Peut-on encore présenter Gaspar Noé ? Le cinéaste argentin (mais en France depuis sa jeunesse), trublion du cinéma français est de retour. Depuis son premier film (Seul contre tous l’odyssée vengeur d’un boucher chevalin) à dernièrement avec Climax, tout en passant par Irréversible, Gaspar Noé n’a pas cessé de provoqué des polémiques. Et cela ne risque pas de s’arrêter avec son nouvel opus, Climax, qui depuis le festival de Cannes monopolise l’attention. Focus.
Cinéma du malaise et de l’outrance, Gaspar Noé signe son grand retour. Après un Love, imparfait, qui était sans aucun doute le film le plus grand public de sa carrière, le cinéaste signe un film qui peut s’apparenter à un film d’horreur différent de tout ce que l’on a jamais vu.

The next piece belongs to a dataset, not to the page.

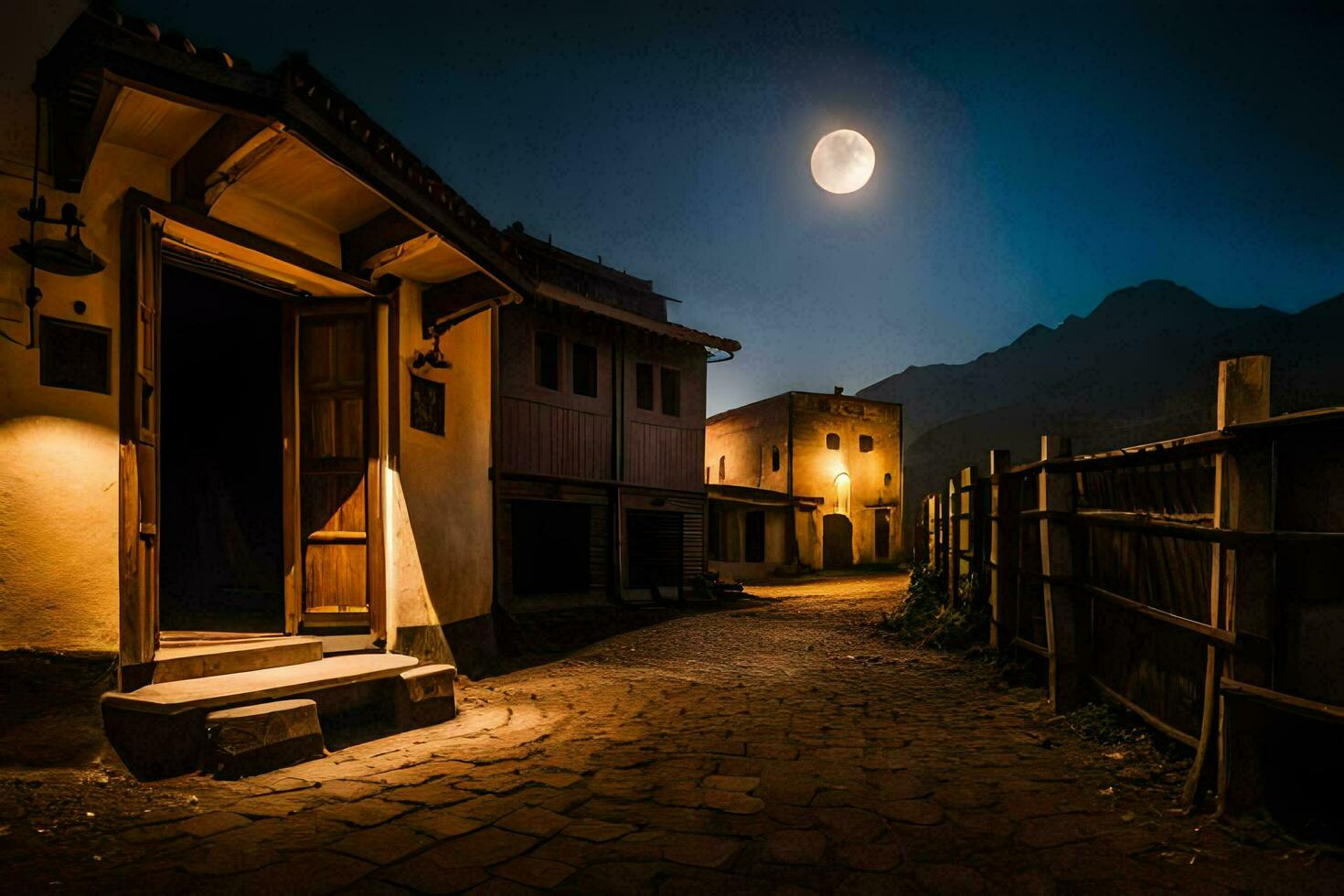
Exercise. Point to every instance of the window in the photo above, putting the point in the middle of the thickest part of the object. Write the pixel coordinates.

Première image. Un blanc total. Seulement perturbé par l’apparition d’une femme, rampant dans la neige, laissant avec elle des trainées de sang. Tout est dis. Climax sera un film brutal qui ne laissera pas de répit à son public.
Il y a deux films dans Climax. Tout d’abord un film qui s’apparente plus à de l’art contemporain, à l’expérimentation vidéo et chorégraphique qui montre des danseurs danser sur Supernature de Cerrone. Filmé intégralement en plan séquence, et ce, de manière virtuose, Noé montre la danse de manière inédite. Jamais on aura filmé des danseurs de cette façon. Ceux-ci sont filmés de façon à montrer leurs beautés, leurs fougues et leurs jeunesses. Avec à leur tête Sofia Boutella, qui impressionne. Seule actrice professionnelle, on a l’occasion de la redécouvrir et de la voir telle que l’on n’a jamais vu. Dans un rôle bien différent de Kingsman, ou La Momie, elle signe ici l’une de ses meilleures performances qui est fascinante par son intensité. Quand aux autres acteurs, que des inconnus, issus d’ethnies différentes mais représentant différentes sexualités (présence de transgenre, gay, lesbienne, hétéro etc.). Leurs performances est à saluer, malgré quelques moments de faiblesses dans les dialogues (bien que le dialogue sur la sodomie entre deux personnages noirs s’annonce comme une futur scène culte). Faiblesses contre-balancées par des performances physiques impressionnantes.
La deuxième partie, elle, est un véritable film d’horreur. L’intrigue est on ne peut plus simple. Alors que la bande de danseurs font la fête après une dure journée de répétition, un petit malin glisse du LSD dans la sangria. Et à partir de ce moment là, le récit s’emballe et se transforme progressivement en horreur pur et dur. Filmé en plan séquence, faisant au moins 45 minutes, l’horreur intervient progressivement, tel un lent crescendo. Partant de crise de panique allant jusqu’à l’orgie et la crise d’épilepsie, avec un passage à tabac de femme enceinte, des affrontements etc. Gaspar Noé ne se limite pas dans la violence. Sans être qualifié de gore, elle nécessite d’être particulièrement accroché et d’être prêt à être extrêmement mal à l’aise. Malaise, renforcé par l’utilisation de la caméra et du son, provoquant inévitablement des vertiges. Ici, la caméra et l’intrigue sont très clairs au début, trés lisible, avant de basculer de manière irrémédiable de façon chaotique, traduisant l’état d’esprit des personnages alors au bord de la folie. Technique déjà employée par Noé dans Irréversible, mais qui commençait cette fois de manière chaotique mais finissait de manière très compréhensible.
Gaspar Noé se surpasse ici. Il filme les événements d’une main de maître. Le film est composé notamment de deux très longs plans-séquences spectaculaires. La photographie est, elle, absolument parfaite, et témoigne d’une maitrise de la lumière quasi unique dans le cinéma français. L’utilisation de la musique est, elle aussi, impressionnante, avec notamment l’apparition très ironique de Tainted Love dans une situation extrêmement éprouvante. Ou encore la vision poétique d’un réveil après une nuit de cauchemar sur une version instrumentale d’Angie des Stones. Tout cela ne sert évidemment pas à servir un message. Le seul message que l’on peut trouver dans ce film est un « ne prenez pas de la drogue, c’est dangereux ». Or, Gaspar Noé n’est pas un cinéaste du message mais de l’expérience. Un cinéaste qui cherche par tous les moyens à provoquer les émotions les plus violentes qui soient. Allant jusqu’à forcer certains spectateurs à sortir de la salle.
Les plus sensibles auront du mal à tenir devant Climax qui n’a aucun pitié envers son public. Pour les autres, amateurs d’expériences fortes et de masochisme cinématographique, Climax est du pain béni. Mais une chose est sûre. Vous ne serez pas prêts.